Владимир Синельников, автор фильма «Академик Сахаров — человек на все времена», встретился с Еленой БОННЭР незадолго до ее смерти.
— Вы далеко от России все эти годы, но ваш голос слышен. И его ловят. Вы уехали потому, что вам было трудно жить. Что, по вашему мнению, изменилось в России за эти годы?

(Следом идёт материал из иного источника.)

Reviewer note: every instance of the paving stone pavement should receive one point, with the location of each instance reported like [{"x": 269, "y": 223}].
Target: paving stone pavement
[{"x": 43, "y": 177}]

— Я сразу внесу некие коррективы в твою вступительную речь. Я уехала, потому что мне было трудно не психологически, не в политическом отношении, а потому, что годы берут свое, и без помощи детей я просто физически существовать не могу. А заново ломать Танину жизнь и ее с мужем тащить назад в Россию — невозможно. Понимаешь? Я не чувствую себя здесь дома. Хотя я абсолютно независима от Америки. Квартира — моя, за свое лечение я плачу сама, я не живу как приехавшая на американское иждивение. Я не завишу ни от Америки, ни от России. Я получаю в России пенсию инвалида войны. Великий доход, сам понимаешь. В общем, жить трудно. Я могла бы, как все, получить все эти бенефисы, которые получают старые люди, приехавшие в Америку, но это внутренне меня свяжет. Мне кажется, тогда я не буду иметь право говорить то, что я думаю, ни про Америку, ни про Россию и вообще про весь мир. Иждивенцы не имеют права на слово.
…Я, несмотря на большой срок, прошедший после ухода Андрея из жизни, все время все-таки ориентируюсь на него, прекрасно зная, что он думал по каждому вопросу. Я все время работаю с бумагами. Ты, наверное, знаешь, что 2 года тому назад был издан 8-томник… Два тома публицистики — в России многое не публиковалось, она собрана из западной прессы. Это — три тома дневников и публиковавшиеся в России три тома воспоминаний. В общем, фундаментальная работа.
Очень интересно: то академия кричит, что ей надо памятник Сахарову, то Медведев говорит: «Свобода лучше, чем несвобода» — и что-то о Сахарове, то Путин что-то говорит о Сахарове. Но никто не обратил внимание на то, что у каждого из них на полке мог бы стоять 8-томник Сахарова, и они могли бы прочесть его труды. О Сахарове говорят, но к Сахарову не обращаются. А теперь я буду говорить.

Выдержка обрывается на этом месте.